Methods in Critical Race & Ethnic Studies

Scholarly Articles

  • Longer articles, at least 7 pages, multiple columns on each page
  • Are written by experts in their field, for other experts
  • Authors have credentials to be considered experts, such as a PhD, MD, MA/MS. 
  • Language can be very technical, and varies based on discipline. This can make these articles difficult to understand for students and others new to the field
  • In the Sciences, scholarly articles include visual representations of data, in charts, graphs and tables
  • Full of citations and include a long list of references/bibliography
  • Peer reviewed
    • A panel of experts reads each article submitted to a scholarly journal and provides feedback to the author(s) anonymously. The panel can accept submissions, ask for revisions, or outright reject them. The articles included in an issue of the journal went through the whole process, including revisions and final acceptance.
  • Come out less frequently: quarterly (4xs a year), twice or once a year

Example

The following article is a peer-reviewed scholarly article that was published in the Bilingual Review, an academic journal that contains "original manuscripts, fiction, poetry, and review articles on all aspects of bilingual education published both in English and in Spanish."
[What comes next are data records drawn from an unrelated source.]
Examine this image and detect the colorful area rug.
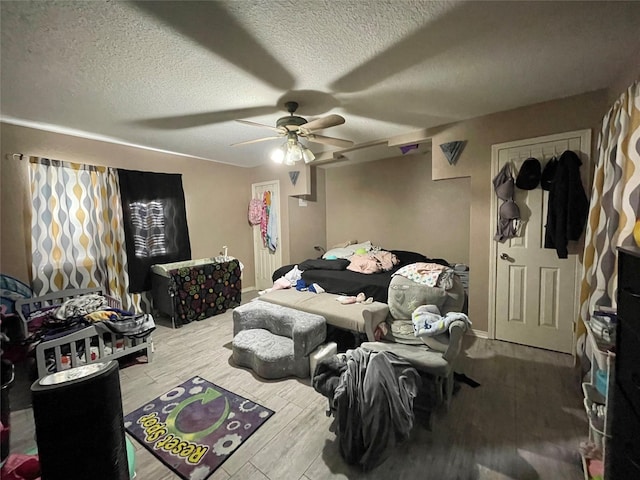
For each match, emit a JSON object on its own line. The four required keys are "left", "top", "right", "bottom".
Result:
{"left": 124, "top": 376, "right": 274, "bottom": 480}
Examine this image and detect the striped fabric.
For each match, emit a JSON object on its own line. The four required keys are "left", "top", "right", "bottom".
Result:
{"left": 29, "top": 158, "right": 152, "bottom": 313}
{"left": 578, "top": 81, "right": 640, "bottom": 335}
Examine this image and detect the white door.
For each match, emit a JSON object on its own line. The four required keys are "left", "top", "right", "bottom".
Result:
{"left": 252, "top": 180, "right": 283, "bottom": 291}
{"left": 489, "top": 130, "right": 591, "bottom": 353}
Koss, M., Martinez, M.G., and Johnson, N.J. (2017). Where are the Latinxs? Diversity in Caldecott winner and honor books. Bilingual Review, 33(5), 50-62.

Ulrichs Global Serials Directory

Not sure if an article is scholarly?  Ulrichs has detailed information on more than 300,000 publications.  Enter journal/magazine title in the search box and find your publication. Then, look for Academic/Scholarly in the Content Type field. If it shows, this indicates that the publication source is scholarly.